Zu meinem Job gehörte es natürlich auch, dass ich mit den ganzen allmächtigen PR-Damen der Beautybranche verkehren musste, mit den Wächterinnen der Werbegeschenke. Wenn ich bei ihnen anrief, war ich immer total nervös, rasselte meinen Namen und meinen Dienstgrad herunter und schloss mit den Worten: »Wenn Sie also an einem Bericht über Ihre Produkte interessiert sind, dann sagen Sie mir einfach Bescheid.« Mit anderen Worten: »Bitte schicken Sie mir kostenlose Produktproben. Bitte! «
Ich bitte äußerst ungern um Geschenke, aber Aoife erinnerte mich immer wieder daran, dass ich schließlich Artikel über die ganzen Produkte schrieb und den Herstellern damit eine Unmenge Werbung ersparte. Und das Seltsame war, dass es keinen Zusammenhang gab zwischen dem, wie toll eine Marke war und wie freigebig ihre Vertreterinnen waren.

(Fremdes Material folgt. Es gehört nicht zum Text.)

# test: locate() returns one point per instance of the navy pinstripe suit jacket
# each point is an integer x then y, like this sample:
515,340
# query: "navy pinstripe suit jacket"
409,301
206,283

Ich hatte gedacht, je teurer und exklusiver die Ware, desto geringer meine Chance, etwas davon zu bekommen. Aber so funktionierte es überhaupt nicht. Echt supertolle Marken, solche, für die ich in der Vergangenheit ein Heidengeld hingelegt hatte – wie beispielsweise Prescriptives und Clinique –, waren phänomenal großzügig und hatten echt nette, freundliche Angestellte, bei denen ich mir kein bisschen wie eine
gierige Nervensäge vorkam. Und Jo Malone, eine der beliebtesten und schönsten Marken auf dem ganzen Planeten, schickte mir so wundervolles Zeug, dass ich mich erst mal für ein Weilchen in meinem abgedunkelten Zimmer hinlegen musste. Bei Chanel hingegen teilte man mir unmissverständlich mit, ich solle mich verpissen. Okay, nicht genau in diesen Worten, aber als ich einer französischen Tussi in ihrem Pressebüro meine Mission erklärte, sagte sie abschätzig: »Wir verstehn nischt: ›Gründlisch getestet‹?« Das wäre für mich das Stichwort gewesen, hohnlächelnd auszurufen: »Ach ja? Sie haben wohl Angst durchzufallen?« Aber da ich die Chance auf kostenlose Chanelprodukte entschwinden sah, katzbuckelte ich schamlos und versprach eine »optimale Berichterstattung«. Leider führte die Kompromittierung meiner journalistischen Integrität zu rein gar nichts – nicht einmal zu einem Gratispröbchen Augenfaltencreme von Chanel.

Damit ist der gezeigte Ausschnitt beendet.